Es geht hier nicht um gegenseitige Schuldzuweisung oder das an die Leine legen des Welses zum Zwecke einer kurzen Erholung, sondern nur um das was diese Deppen dort gemacht haben. Einen kleinen Wels 15 Stunden an die Leine legen der sich nach max 10min sowieso wieder erholt hätte und das zum Zwecke eines Fotos!

Wenn man das nicht ankreiden darf oder gleich als Gutmensch verunglimft wird weiss ich auch nicht was einige für eine Auffassung vom Angeln haben.

Die kennen dann auch nur ihre Rechte und die Pflichten werden ausgeklammert.

in dem Sinne 
schönen Nachmittag noch



Ps war nichts gegen dich Ralle.


----------



## gründler (29. Juli 2008)

*AW: Deutsche misshandeln gefangenen Wels*

Verstehen muß man vieles nicht,aber genau so kann man nicht verstehen das 10.000 Hühner auf 1000m2 unter noch viel schlimmeren bedingungen leben,und wir jeden Tag Eier etc.essen ist das ok?
Das Rinder in America auf flächen von 1000 Fußballfeldern zu tausenden dicht an dicht stehen,um uns morgen ein Steak oder Big Mäc zu liefern oder oder.
Was in dieser Welt ist noch vertretbar und was nicht? 
Wenn ich Angeln gehe und ein fisch zurück setze ist das "angeblich" Tierquällerei,aber das Steak vom Aldi Lidl etc.hat genau so gelitten wie der fisch im Netz oder an der Angel,der fisch ist uns heilich,das Steak ist uns egal.
Ist das vertretbar als Pflichtbewuster Angler,der Tierquäller ja so hassen tut? 
lg


----------



## gründler (29. Juli 2008)

*AW: Deutsche misshandeln gefangenen Wels*

Ollek ich sage nicht das es Ok ist oder vertretbar.
Aber gewisse Sachen die hier fallen Schaden uns mehr als das sie helfen zu verstehen.Ich würde diesen fall auch zur Anzeige bringen müssen ja da haste recht,aber es geht mehr um die Aussagen mancher hier.
lg


----------



## aixellent (29. Juli 2008)

*AW: Deutsche misshandeln gefangenen Wels*



Ralle 24 schrieb:


> Leute, das zeigt doch in weiten Teilen nur, wie wenig ernsthaft manche sich mit dem Thema Angler und Tierschutz auseinandersetzen.
> 
> Mal ganz provokativ an einige ( nicht alle ) Adressen hier gefragt:
> 
> ...


----------



## Ralle 24 (29. Juli 2008)

*AW: Deutsche misshandeln gefangenen Wels*

@ Aixellent

Danke für die Mühe. Grundehrlich und selbstkritisch. Klasse Statement.#6

@ Ollek

Ich finde gut, dass und wie Du hier argumentierst und werte das auf keinen Fall als Angriff.

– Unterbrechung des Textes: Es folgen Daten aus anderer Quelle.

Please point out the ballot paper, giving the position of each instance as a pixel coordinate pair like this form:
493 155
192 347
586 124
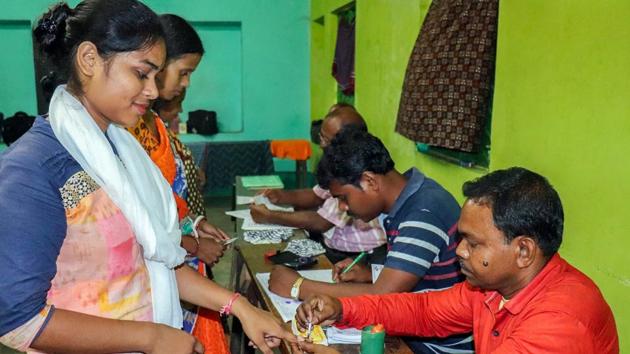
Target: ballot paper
305 248
267 236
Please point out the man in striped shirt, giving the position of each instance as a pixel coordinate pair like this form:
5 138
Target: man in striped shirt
420 223
343 235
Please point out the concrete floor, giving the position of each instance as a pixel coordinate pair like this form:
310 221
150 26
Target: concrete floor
215 210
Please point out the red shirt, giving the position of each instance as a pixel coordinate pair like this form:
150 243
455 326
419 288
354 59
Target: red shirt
560 311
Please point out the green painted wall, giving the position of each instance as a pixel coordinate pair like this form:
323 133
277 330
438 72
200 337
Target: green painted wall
255 73
560 108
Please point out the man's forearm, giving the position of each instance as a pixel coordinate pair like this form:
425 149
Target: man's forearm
304 219
301 199
199 290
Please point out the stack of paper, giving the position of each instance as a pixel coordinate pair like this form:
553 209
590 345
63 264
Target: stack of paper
250 225
261 199
343 336
259 182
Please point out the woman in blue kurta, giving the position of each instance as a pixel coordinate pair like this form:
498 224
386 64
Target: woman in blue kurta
91 260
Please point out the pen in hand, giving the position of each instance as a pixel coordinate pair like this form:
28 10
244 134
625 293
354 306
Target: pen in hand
356 260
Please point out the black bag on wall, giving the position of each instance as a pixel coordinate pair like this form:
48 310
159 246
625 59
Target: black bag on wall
202 122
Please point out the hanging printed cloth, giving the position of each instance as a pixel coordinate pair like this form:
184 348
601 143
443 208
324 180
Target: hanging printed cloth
343 65
447 90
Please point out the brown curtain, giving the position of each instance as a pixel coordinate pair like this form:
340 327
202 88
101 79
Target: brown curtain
447 90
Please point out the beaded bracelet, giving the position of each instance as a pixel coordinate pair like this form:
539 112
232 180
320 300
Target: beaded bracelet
194 253
196 223
227 308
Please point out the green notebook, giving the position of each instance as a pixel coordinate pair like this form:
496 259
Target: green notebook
258 182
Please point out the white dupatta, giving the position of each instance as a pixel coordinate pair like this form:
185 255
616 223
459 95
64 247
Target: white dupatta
136 186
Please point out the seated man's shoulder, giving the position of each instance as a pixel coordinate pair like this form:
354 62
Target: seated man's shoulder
575 295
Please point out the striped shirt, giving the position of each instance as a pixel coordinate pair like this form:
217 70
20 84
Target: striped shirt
421 231
349 234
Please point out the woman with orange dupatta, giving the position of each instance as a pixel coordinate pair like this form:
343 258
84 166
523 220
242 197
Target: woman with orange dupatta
202 241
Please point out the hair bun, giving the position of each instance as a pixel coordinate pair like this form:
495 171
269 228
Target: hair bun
51 28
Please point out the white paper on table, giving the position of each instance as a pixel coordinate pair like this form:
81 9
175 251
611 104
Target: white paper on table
251 225
261 199
343 336
240 214
241 199
286 306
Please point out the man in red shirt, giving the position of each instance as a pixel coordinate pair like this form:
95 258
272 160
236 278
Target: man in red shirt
519 296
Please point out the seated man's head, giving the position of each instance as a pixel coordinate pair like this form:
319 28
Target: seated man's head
511 224
353 168
339 116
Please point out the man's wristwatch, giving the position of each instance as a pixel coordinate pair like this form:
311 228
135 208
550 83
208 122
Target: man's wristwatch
295 289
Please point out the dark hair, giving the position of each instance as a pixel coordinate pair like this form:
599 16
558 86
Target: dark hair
181 38
352 152
348 115
522 203
114 26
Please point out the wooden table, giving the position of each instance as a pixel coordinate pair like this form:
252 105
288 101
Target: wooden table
247 262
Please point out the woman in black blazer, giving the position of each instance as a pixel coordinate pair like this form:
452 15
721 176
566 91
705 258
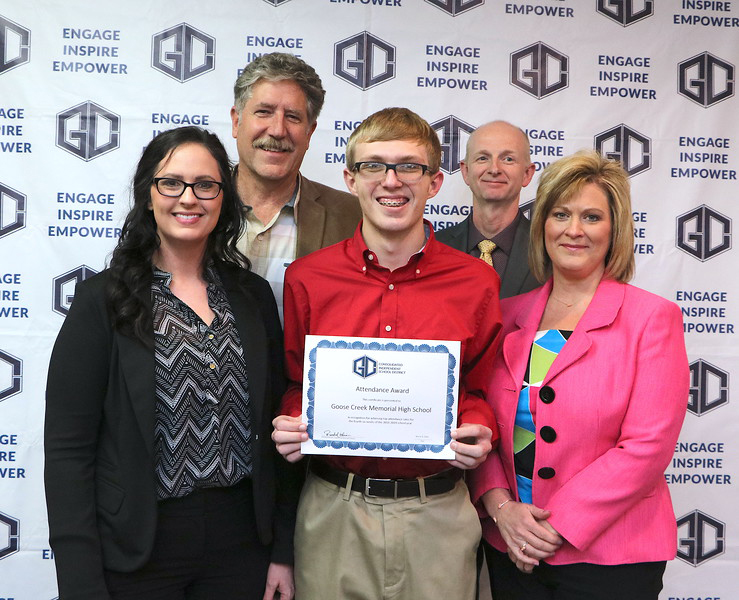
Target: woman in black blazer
161 477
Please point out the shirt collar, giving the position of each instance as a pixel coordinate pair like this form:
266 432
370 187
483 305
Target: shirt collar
363 256
503 241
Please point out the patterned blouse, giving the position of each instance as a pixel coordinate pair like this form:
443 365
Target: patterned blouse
545 348
202 434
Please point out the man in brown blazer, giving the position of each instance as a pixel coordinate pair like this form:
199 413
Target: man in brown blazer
496 167
277 100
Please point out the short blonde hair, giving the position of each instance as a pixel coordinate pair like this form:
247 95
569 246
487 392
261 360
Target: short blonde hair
565 178
391 124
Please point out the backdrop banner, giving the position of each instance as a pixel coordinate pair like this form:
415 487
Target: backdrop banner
85 85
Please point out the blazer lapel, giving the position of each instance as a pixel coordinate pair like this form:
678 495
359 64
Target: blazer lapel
517 343
601 312
253 339
311 219
518 262
137 368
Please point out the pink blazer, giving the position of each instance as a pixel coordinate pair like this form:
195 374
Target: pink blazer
615 397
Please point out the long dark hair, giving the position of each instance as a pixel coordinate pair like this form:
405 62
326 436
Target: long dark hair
131 262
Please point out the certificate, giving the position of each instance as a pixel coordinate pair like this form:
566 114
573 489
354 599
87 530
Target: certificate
380 396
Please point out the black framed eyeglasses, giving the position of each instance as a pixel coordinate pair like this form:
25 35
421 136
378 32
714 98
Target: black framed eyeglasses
174 188
376 171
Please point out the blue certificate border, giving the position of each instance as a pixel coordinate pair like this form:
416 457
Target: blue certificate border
380 347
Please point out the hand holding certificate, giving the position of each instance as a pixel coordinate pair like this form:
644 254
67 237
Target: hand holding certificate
380 396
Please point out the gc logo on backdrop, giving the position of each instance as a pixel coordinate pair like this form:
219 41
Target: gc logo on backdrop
364 366
12 210
700 537
64 287
709 387
706 79
11 375
451 132
88 130
456 7
539 70
183 52
15 45
703 233
625 12
631 148
10 539
364 60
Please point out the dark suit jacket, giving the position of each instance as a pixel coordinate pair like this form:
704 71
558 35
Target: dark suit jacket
99 436
517 278
325 216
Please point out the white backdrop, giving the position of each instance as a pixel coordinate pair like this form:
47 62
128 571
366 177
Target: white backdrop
84 85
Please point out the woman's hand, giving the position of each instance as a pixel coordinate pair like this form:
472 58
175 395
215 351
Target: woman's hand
524 528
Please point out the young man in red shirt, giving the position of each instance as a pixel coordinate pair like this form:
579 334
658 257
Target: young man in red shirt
359 533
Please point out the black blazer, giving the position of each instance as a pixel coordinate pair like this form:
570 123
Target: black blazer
99 436
517 278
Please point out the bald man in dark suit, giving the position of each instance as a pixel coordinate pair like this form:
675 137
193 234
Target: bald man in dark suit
497 165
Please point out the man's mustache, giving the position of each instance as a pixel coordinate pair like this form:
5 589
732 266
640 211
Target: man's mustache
273 145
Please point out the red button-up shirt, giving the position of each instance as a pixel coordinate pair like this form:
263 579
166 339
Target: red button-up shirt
441 294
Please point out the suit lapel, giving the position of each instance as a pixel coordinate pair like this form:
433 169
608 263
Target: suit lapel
601 312
517 343
311 218
253 338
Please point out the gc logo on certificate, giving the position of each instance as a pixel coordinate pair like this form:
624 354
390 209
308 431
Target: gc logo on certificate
380 396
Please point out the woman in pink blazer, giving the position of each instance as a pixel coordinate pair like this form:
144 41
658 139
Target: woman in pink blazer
589 390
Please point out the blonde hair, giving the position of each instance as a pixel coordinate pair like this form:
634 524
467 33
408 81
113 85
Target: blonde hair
566 178
391 124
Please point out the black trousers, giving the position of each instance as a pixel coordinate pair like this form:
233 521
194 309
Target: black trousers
206 547
580 581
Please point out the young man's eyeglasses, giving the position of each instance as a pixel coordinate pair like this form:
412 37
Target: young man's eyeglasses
174 188
376 171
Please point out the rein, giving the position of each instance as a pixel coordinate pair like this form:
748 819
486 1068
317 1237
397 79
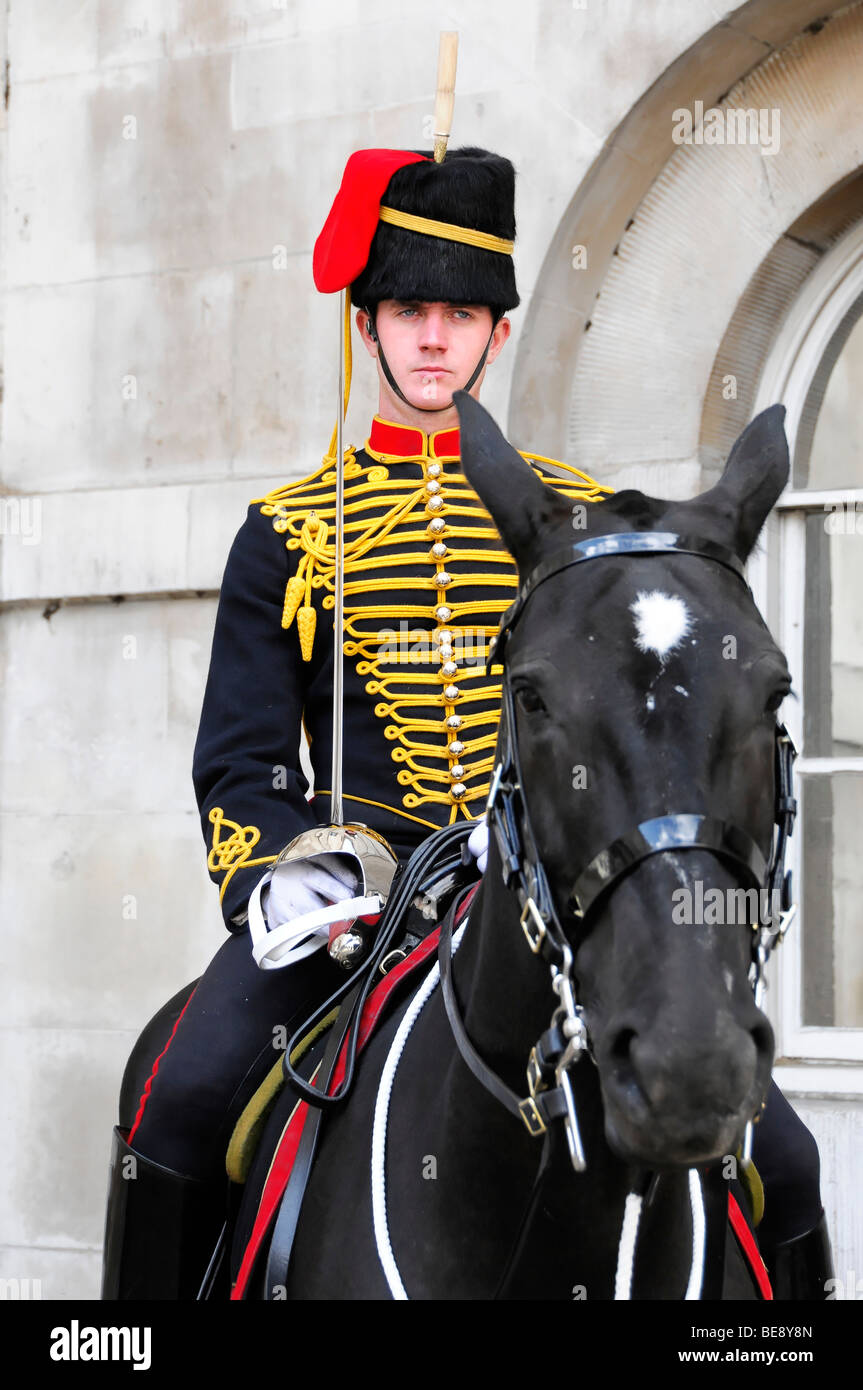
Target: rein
549 1086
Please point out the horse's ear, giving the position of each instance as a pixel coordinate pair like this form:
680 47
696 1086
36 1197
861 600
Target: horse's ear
519 502
753 477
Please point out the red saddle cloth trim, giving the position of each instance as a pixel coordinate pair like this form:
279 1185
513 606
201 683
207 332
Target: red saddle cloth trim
746 1241
282 1162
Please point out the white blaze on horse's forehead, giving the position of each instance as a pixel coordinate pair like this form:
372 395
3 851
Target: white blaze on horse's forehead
662 620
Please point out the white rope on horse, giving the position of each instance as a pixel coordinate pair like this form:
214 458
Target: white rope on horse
696 1201
378 1136
628 1237
626 1250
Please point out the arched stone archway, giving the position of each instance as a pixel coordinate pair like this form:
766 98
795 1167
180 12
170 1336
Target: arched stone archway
694 252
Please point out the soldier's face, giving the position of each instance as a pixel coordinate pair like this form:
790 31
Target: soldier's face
432 349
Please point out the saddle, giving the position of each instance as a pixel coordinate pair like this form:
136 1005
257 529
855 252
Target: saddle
320 1061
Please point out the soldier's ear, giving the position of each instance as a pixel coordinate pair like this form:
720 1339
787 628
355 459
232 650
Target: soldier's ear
519 502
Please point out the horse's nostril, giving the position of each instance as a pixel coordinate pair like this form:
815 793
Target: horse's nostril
621 1045
762 1036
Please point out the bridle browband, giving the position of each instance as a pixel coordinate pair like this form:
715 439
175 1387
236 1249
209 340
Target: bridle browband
562 1045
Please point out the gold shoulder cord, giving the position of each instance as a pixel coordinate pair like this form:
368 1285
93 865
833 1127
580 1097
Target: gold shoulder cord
303 512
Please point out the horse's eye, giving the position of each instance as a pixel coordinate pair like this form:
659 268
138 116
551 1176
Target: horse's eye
528 699
776 699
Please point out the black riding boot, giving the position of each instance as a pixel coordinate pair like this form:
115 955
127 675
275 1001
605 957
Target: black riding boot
799 1268
161 1228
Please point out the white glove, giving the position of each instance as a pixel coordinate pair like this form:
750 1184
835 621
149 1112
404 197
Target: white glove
478 843
305 886
295 909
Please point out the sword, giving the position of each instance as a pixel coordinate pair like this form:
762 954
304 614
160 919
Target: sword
375 862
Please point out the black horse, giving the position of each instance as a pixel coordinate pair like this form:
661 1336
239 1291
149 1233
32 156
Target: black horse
641 691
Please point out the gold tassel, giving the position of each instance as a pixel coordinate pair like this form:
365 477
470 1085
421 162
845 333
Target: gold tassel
293 592
305 622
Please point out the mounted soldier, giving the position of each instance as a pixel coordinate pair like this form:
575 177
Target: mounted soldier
392 542
425 248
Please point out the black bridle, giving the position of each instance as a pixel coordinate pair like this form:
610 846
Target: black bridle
551 1094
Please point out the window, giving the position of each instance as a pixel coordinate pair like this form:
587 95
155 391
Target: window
809 583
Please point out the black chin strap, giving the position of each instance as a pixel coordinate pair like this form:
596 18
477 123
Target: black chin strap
431 410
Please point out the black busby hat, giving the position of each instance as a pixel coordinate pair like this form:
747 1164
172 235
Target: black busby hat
471 189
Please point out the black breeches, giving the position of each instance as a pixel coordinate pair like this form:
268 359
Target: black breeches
234 1029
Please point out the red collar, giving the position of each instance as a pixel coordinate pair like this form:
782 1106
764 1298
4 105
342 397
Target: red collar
409 442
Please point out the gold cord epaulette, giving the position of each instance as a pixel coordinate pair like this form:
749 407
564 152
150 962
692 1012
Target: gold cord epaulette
398 524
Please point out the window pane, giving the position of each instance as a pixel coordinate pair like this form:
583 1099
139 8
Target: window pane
833 637
830 445
831 815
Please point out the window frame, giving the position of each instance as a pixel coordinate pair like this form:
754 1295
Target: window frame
826 1061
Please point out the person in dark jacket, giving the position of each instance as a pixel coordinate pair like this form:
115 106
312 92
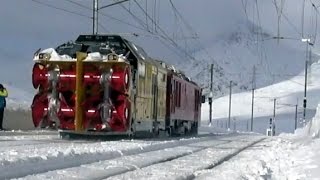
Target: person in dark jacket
3 95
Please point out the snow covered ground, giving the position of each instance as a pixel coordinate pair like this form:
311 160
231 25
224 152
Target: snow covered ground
43 155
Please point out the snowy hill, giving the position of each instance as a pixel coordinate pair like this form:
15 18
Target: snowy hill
287 94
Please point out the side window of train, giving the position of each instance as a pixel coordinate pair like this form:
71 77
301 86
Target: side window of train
142 69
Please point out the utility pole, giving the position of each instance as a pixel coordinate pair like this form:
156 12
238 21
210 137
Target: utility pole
308 42
253 87
210 95
296 117
230 93
95 16
274 115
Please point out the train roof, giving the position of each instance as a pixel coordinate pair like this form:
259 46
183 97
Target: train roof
119 43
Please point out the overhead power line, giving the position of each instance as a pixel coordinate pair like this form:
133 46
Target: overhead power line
61 9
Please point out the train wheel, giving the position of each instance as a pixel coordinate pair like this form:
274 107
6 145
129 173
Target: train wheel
38 108
155 130
39 72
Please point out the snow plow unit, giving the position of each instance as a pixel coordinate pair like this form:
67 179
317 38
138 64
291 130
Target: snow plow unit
107 85
90 92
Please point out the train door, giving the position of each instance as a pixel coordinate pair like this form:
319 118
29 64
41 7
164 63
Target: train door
155 99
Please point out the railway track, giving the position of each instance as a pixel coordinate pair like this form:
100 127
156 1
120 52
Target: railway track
107 150
148 162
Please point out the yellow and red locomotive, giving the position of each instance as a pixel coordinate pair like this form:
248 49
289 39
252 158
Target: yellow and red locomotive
106 84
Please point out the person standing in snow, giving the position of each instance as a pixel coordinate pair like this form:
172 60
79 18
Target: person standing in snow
3 95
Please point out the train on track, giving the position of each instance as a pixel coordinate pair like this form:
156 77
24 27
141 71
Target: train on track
108 85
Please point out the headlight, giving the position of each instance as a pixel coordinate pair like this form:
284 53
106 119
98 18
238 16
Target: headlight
113 57
44 56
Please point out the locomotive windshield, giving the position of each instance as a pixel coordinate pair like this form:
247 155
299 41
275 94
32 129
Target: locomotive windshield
104 44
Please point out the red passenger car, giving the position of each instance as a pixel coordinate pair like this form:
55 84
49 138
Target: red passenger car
183 104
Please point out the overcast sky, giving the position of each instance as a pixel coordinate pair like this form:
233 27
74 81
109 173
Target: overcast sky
27 26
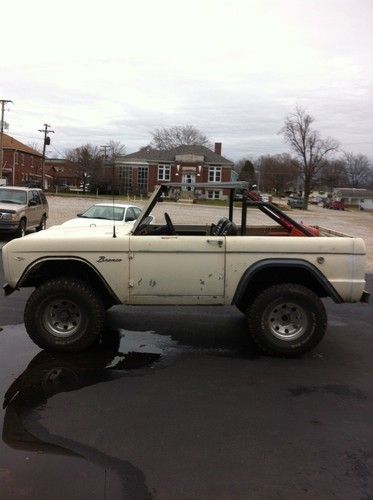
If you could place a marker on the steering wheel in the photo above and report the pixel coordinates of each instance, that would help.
(169, 226)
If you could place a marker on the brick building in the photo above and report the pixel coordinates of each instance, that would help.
(139, 172)
(22, 164)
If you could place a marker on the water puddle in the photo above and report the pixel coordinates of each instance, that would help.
(120, 353)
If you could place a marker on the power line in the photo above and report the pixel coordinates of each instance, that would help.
(47, 141)
(3, 102)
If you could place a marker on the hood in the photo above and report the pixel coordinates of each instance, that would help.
(87, 222)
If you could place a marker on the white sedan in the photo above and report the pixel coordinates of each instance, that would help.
(103, 214)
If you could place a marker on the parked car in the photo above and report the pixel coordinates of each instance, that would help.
(336, 205)
(22, 208)
(295, 202)
(276, 274)
(103, 214)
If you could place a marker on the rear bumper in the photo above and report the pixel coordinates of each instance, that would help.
(8, 226)
(365, 297)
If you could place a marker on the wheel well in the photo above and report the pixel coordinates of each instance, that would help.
(273, 275)
(45, 270)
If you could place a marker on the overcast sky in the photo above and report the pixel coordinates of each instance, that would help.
(116, 70)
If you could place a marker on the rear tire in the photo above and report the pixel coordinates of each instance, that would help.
(287, 320)
(64, 314)
(43, 224)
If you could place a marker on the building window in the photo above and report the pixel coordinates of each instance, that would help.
(164, 172)
(142, 179)
(213, 195)
(214, 174)
(125, 179)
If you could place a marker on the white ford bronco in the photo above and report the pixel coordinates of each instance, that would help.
(274, 273)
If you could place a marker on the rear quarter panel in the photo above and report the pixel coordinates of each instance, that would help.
(342, 264)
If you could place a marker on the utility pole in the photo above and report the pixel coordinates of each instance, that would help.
(47, 141)
(3, 102)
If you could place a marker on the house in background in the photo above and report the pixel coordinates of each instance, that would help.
(22, 165)
(139, 172)
(354, 197)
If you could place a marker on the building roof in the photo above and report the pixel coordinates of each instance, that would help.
(354, 192)
(10, 143)
(149, 154)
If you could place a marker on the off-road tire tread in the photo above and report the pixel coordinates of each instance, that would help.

Ich würde niemals auf die Idee kommen, einen Wels anzubinden, weil ich dafür keinerlei Begründung für mich selbst hätte.
Verwerflich im eigentlichen Sinn ist hier die Handlung entgegen den Gesetzen und noch dazu als Gast in einem anderen Land. Aber in dieser Diskussion geht es schon lange nicht mehr nur um diesen einen Wels, sondern um Grundsätzliches. In so fern möchte ich meine postings auch nicht als " prowelsanbinden " verstanden wissen, sondern vielmehr als " antivordieeigenTürschxxen ".
Die ganzen Beschimpfungen und Verurteilungen hier nutzen nullkommanix, weil die betreffenden Angler höchstwahrscheinlich hier gar nicht mitlesen. 
Als Tierrechtler würde mir dieser und ähnliche Threads hier aber soviel Munition liefern, dass ich gar nicht mehr aufhören könnte zu schießen. 
Wir sollten allgemein und öffentlich etwas entspannter mit solchen Themen umgehen und dort, wo wir was bewirken können, heißt direkt am Wasser von Angesicht zu Angesicht, argumentativ auftreten. Ich weiß, das das mühsam und oft Erfolglos sein wird, aber sicher wirksamer als Rundumschläge in der Öffentlichkeit.


----------



## Dennert (29. Juli 2008)

*AW: Deutsche misshandeln gefangenen Wels*



gründler schrieb:


> gegen Angler und Jäger.Seit jahren kämpfen wir gegen euch,und eines tages wird Angeln und Jagen in Deutschland verboten sein,wir haben bis jetzt fast alle Naturschutzsachen durchgekriegt und eines tages haben wir euch pack auch weg vom fenster,es ist nur noch eine frage der zeit.
> Messe Hannover Pferd und Jagd ein Grüner freund aus der Politik.


 
Haben sie ihn nach dem Spruch eigentlich später wieder zusammgeflickt bekommen im Krankenhaus ?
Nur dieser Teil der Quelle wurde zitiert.